Rational Design of 5‑(4-(Isopropylsulfonyl)phenyl)-3-(3-(4-((methylamino)methyl)phenyl)isoxazol-5-yl)pyrazin-2-amine (VX-970, M6620): Optimization of Intra- and Intermolecular Polar Interactions of a New Ataxia Telangiectasia Mutated and Rad3-Related (ATR) Kinase Inhibitor
datasetposted on 2019-05-10, 00:00 authored by Ronald Knegtel, Jean-Damien Charrier, Steven Durrant, Chris Davis, Michael O’Donnell, Pierre Storck, Somhairle MacCormick, David Kay, Joanne Pinder, Anisa Virani, Heather Twin, Matthew Griffiths, Philip Reaper, Peter Littlewood, Steve Young, Julian Golec, John Pollard
The DNA damage response (DDR) is a DNA damage surveillance and repair mechanism that can limit the effectiveness of radiotherapy and DNA-damaging chemotherapy, commonly used treatment modalities in cancer.
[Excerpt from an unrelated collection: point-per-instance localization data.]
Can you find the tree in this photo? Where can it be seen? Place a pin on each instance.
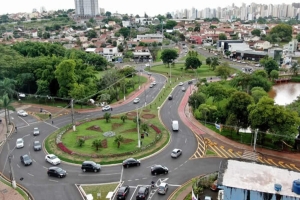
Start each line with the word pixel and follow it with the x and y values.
pixel 269 64
pixel 123 118
pixel 125 32
pixel 118 140
pixel 223 71
pixel 237 105
pixel 107 117
pixel 222 36
pixel 256 32
pixel 283 31
pixel 97 144
pixel 168 56
pixel 65 74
Two related kinases, ataxia telangiectasia mutated (ATM) and ATM and Rad3-related kinase (ATR), work together as apical proteins in the DDR to maintain genome stability and cell survival in the face of potentially lethal forms of DNA damage. However, compromised ATM signaling is a common characteristic of tumor cells, which places greater reliance on ATR to mediate the DDR. In such circumstances, ATR inhibition has been shown to enhance the toxicity of DNA damaging chemotherapy to many cancer cells in multiple preclinical studies, while healthy tissue with functional ATM can tolerate ATR inhibition. ATR therefore represents a very attractive anticancer target. Herein we describe the discovery of VX-970/M6620, the first ATR inhibitor to enter clinical studies, which is based on a 2-aminopyrazine core first reported by Charrier (J. Med. Chem. 2011, 54, 2320–2330, DOI: 10.1021/jm101488z).